LES METHODES CONTESTABLES QUI CARACTERISENT LE PARANORMAL

 

Pour beaucoup de gens, le "paranormal" concerne essentiellement ce qu'on appela jadis la métapsychique ou, plus récemment, la parapsychologie. Cependant, le terme "paranormal" s'étend à beaucoup d'autres sujets puisqu'il concerne, au sens large, tout ce qui se situe "à côté" du normal ou des normes.
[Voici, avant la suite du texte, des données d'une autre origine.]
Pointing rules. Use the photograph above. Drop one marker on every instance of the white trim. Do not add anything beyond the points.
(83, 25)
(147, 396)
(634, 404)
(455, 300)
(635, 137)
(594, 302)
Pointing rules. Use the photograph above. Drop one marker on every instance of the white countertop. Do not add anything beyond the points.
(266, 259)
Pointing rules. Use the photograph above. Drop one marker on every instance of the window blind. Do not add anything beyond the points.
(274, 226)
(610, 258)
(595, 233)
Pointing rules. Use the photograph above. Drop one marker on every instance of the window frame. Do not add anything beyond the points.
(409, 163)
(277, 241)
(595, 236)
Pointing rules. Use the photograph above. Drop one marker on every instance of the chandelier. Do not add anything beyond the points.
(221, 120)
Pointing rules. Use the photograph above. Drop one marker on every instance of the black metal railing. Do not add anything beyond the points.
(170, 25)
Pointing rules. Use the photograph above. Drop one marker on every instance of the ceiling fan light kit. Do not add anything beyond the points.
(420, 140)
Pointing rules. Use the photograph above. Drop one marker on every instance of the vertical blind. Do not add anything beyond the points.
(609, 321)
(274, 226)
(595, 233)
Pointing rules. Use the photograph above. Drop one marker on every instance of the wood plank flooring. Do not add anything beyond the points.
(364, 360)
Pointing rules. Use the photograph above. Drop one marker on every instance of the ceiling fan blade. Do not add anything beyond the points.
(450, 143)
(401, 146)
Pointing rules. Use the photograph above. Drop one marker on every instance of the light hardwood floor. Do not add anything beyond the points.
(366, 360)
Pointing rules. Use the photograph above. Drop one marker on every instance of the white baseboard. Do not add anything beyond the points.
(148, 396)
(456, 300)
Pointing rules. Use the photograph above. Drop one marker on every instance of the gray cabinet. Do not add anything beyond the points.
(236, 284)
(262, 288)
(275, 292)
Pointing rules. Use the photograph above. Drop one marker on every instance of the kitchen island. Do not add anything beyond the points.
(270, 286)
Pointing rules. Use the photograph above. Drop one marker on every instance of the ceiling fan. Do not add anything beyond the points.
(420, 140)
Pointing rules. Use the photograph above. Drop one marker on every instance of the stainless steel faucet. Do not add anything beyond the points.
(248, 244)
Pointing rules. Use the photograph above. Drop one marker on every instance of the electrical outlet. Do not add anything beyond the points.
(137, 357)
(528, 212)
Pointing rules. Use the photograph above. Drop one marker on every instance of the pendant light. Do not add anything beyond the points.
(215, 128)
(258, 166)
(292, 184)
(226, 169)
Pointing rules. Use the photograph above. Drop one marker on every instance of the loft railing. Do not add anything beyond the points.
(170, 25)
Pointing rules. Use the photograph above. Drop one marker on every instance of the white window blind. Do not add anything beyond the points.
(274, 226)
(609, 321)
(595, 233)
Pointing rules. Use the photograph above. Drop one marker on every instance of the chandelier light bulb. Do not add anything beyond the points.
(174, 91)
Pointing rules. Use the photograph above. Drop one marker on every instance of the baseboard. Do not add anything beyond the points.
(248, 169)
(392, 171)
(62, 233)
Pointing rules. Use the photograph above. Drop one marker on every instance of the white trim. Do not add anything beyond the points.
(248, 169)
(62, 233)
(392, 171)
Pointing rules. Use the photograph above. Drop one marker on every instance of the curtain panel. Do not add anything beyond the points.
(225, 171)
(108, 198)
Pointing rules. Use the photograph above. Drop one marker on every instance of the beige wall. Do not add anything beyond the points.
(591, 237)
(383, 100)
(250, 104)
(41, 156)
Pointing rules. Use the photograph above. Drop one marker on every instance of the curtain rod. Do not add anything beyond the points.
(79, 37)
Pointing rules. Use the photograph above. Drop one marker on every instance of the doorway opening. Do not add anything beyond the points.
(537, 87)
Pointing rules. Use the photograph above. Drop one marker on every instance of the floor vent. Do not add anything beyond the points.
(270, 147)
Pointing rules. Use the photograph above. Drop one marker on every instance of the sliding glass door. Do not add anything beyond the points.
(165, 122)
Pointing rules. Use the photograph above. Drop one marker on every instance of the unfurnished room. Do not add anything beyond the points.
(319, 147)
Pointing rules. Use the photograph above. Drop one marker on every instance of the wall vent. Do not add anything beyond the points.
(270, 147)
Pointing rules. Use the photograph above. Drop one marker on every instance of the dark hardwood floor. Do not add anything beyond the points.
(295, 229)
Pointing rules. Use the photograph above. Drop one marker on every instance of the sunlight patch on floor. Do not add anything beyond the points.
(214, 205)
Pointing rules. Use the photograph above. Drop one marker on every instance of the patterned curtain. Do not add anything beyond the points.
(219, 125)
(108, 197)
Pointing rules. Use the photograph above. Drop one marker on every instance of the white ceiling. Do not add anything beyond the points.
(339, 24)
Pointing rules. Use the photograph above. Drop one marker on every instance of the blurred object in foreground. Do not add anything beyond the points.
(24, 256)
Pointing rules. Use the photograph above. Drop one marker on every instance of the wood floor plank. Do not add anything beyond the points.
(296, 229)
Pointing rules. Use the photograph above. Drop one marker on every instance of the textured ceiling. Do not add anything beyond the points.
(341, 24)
Les apparitions de toutes sortes (ovnis, fantômes, Vierge Marie, monstres divers), certains vestiges de civilisations disparues, l'astrologie, la voyance, les miracles et tant d'autres "mystères" font donc également partie du paranormal.

Il faudrait déjà un site internet énorme pour pouvoir prétendre traiter d'une seule de ces questions de manière sérieuse et approfondie. A fortiori, les traiter toutes relève de l'impossible, sauf en procédant de manière doctrinale, comme le font certains zététiciens.

Je crois donc préférable de vous proposer uniquement des idées générales qui me semblent fondamentales...

Je voudrais commencer par vous mettre en garde contre une certaine dialectique. Dans le domaine du paranormal, on utilise à tort toutes sortes de termes empruntés au vocabulaire scientifique afin de créer une illusion propice à emporter la conviction des naïfs ou des gens n'ayant pas la culture scientifique adéquate pour démasquer la fraude intellectuelle dont ils sont les victimes. Ainsi est-il bien souvent question, de façon inadéquate, de rayons, de rayonnements, de fluides, de champs, de forces (inconnues), de réactions, d'influences etc. Attention également à certains termes porteurs de concept erronés comme par exemple les mots "fatalité" ou "karma".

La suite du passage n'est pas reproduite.